FIRST ALERT: Building heat, plus tracking Tropical Storm Fiona
BIRMINGHAM, Ala. (WBRC) - The big weather story in the days ahead will be hotter afternoons. After another pleasant start Friday, temperatures will be rising into the 80s by lunchtime, with upper 80s after lunchtime. The sky will be mostly sunny, so don’t forget the shades and sunscreen. We will also have an easterly wind at 5 to 10 mph. The air remains very dry, so this will allow temperatures to drop quickly on Friday evening. It’s going to feel very comfortable by halftime of the high school football games.
The upcoming weekend will remain very warm and dry. Morning temperatures are expected to drop into the mid to upper 60s, with highs in the upper 80s. A few spots could end up near 90°F on both Saturday and Sunday. If you are planning on attending the UAB, Alabama, or Auburn football games Saturday, make sure you wear sunscreen and don’t forget about the hat and sunglasses! The UV Index will remain in the very high category which means you could start to burn in 15 minutes if you are not protected. Humidity levels will remain comfortable over the weekend, so the heat index will not be an issue. This would be a great weekend to plan yard work for the morning or evening hours.
Next Big Thing: The dry weather pattern is likely to continue going into next week. The big story will be the heat. Above normal heat looks likely, but I don’t think we will reach record territory. Our average high/low temperature for the middle of September is 86°F/66°F. We will see highs in the low to mid 90s with overnight lows near 70°F. It’ll be hot next week, but the dew points will remain low enough where it won’t feel super muggy or uncomfortable. We look to remain dry for most of next week with only isolated rain chances possible the following weekend.

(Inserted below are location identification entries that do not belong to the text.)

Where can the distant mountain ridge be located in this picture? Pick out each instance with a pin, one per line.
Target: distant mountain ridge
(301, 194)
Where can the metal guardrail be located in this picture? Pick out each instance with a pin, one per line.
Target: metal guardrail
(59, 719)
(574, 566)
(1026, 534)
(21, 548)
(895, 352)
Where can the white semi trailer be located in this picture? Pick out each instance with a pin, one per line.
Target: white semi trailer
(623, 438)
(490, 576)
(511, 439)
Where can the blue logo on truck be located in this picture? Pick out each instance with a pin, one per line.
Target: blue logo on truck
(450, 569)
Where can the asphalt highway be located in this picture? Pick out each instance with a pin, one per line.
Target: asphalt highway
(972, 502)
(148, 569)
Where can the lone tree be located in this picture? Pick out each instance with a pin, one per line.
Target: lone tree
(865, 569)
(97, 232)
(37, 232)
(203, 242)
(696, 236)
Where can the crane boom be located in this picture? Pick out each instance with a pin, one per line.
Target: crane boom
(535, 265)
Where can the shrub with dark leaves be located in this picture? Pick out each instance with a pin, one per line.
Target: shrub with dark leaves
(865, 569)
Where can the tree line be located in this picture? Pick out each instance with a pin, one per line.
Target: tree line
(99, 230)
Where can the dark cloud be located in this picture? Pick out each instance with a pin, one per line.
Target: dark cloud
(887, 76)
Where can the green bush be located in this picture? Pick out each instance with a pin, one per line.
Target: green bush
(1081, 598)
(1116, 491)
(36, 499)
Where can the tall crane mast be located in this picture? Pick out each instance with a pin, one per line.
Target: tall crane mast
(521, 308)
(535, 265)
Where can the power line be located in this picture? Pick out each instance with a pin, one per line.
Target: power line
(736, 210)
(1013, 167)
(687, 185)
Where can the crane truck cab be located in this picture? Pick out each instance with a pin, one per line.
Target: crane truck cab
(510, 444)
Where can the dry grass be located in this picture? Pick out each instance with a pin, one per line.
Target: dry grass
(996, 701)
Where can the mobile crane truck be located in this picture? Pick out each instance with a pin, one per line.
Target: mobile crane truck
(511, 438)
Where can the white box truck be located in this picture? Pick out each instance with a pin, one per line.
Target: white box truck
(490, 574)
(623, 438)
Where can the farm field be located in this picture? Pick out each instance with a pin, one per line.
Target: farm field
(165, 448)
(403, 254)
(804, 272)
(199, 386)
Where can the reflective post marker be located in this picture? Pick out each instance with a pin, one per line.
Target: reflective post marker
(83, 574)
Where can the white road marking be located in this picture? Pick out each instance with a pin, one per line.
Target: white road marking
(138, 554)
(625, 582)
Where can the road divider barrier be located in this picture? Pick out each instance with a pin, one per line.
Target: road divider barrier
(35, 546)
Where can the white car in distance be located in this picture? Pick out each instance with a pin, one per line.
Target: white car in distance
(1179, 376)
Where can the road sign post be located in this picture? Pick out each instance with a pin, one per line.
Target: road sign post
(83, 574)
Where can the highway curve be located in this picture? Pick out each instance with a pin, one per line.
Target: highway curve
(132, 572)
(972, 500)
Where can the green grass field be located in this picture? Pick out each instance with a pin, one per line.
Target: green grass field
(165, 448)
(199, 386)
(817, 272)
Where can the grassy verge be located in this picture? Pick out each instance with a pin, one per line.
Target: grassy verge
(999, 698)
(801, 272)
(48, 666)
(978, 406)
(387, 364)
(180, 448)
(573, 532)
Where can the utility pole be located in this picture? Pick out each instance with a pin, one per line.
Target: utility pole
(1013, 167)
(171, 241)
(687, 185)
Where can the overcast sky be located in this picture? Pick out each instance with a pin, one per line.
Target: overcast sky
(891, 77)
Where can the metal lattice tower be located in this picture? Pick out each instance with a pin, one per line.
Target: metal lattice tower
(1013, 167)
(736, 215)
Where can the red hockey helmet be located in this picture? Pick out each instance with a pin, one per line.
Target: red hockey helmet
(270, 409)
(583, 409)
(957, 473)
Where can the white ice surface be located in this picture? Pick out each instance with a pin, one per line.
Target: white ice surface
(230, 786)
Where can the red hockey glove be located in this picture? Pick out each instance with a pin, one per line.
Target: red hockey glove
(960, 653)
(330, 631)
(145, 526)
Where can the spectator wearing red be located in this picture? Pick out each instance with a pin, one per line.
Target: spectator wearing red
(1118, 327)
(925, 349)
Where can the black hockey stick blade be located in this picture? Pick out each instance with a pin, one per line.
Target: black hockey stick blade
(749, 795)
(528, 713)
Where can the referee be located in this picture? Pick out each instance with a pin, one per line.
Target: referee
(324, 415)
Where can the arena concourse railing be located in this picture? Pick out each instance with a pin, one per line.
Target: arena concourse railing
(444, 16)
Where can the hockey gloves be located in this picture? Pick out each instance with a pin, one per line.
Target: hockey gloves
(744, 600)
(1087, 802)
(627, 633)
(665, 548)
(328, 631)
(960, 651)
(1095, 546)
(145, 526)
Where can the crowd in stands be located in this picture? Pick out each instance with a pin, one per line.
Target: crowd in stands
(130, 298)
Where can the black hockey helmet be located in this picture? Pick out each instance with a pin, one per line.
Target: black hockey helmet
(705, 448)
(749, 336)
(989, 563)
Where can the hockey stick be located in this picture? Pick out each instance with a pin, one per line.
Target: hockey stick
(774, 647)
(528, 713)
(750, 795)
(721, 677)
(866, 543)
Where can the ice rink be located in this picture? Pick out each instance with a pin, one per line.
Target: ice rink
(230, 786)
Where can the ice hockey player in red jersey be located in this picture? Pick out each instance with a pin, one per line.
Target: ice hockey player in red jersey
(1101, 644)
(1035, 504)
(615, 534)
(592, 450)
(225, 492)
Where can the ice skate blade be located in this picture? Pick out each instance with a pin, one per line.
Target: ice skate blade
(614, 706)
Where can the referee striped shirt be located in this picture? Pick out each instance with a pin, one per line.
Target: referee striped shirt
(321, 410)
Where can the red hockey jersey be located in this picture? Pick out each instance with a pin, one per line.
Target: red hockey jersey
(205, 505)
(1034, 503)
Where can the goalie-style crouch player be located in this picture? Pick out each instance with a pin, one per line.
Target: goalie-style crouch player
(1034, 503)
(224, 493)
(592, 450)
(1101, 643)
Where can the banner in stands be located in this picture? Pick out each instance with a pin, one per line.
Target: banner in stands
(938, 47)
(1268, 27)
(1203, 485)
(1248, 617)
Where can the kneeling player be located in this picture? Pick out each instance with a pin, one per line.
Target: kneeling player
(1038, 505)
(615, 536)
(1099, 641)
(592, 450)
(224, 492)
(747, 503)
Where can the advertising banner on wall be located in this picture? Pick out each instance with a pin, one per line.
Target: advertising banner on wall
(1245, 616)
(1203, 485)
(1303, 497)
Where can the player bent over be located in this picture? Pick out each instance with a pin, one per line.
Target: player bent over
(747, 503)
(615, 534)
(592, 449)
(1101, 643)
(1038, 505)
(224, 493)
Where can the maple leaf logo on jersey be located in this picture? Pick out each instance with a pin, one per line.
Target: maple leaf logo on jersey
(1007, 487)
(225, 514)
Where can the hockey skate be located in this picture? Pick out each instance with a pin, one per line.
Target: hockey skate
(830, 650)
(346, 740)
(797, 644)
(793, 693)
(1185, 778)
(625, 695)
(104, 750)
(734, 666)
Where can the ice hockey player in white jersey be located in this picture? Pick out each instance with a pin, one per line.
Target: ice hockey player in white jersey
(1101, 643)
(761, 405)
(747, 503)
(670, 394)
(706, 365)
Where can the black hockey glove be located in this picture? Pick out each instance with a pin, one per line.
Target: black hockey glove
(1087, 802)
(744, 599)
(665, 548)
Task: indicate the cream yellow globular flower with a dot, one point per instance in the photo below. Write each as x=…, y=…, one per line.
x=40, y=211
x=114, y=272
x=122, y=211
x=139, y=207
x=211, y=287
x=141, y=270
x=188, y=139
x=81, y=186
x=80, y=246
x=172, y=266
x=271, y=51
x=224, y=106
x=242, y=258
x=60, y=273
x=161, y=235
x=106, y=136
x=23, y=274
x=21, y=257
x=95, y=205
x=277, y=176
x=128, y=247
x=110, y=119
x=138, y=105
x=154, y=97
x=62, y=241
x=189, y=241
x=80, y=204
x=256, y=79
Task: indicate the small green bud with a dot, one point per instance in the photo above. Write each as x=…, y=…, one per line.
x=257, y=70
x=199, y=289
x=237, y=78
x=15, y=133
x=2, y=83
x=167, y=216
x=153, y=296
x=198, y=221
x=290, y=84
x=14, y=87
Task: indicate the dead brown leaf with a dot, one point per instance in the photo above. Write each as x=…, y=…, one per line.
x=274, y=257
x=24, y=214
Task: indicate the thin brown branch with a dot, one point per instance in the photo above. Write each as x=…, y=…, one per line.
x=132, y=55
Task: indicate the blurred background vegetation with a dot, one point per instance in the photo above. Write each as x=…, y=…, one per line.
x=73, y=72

Tropical Storm Fiona formed last night in the Central Atlantic Ocean. Winds are up to 60 mph, and it is pushing off to the west at 10-15 mph. Fiona will likely remain a tropical storm and interact with Puerto Rico, Haiti, and the Dominican Republic over the weekend. Rain and gusty winds will be likely in these locations. We have decent guidance on the track of this storm for the next three to five days, but uncertainty on the track of the storm remains high going into next week. Several models hint it could curve northwards and stay east of the Bahamas. If Fiona remains fairly strong, this solution could verify. It would be the best-case scenario as it would stay east of the United States and remain over the Atlantic Ocean. If Fiona remains weak and takes a southerly route, it will have the potential to move into the Caribbean and maybe the Gulf. Fewer models support this possibility, but we can’t completely rule it out. We will monitor Fiona, and let you know if changes in the forecast are needed. The rest of the Atlantic Ocean remains quiet. Hurricane season officially ends on November 30.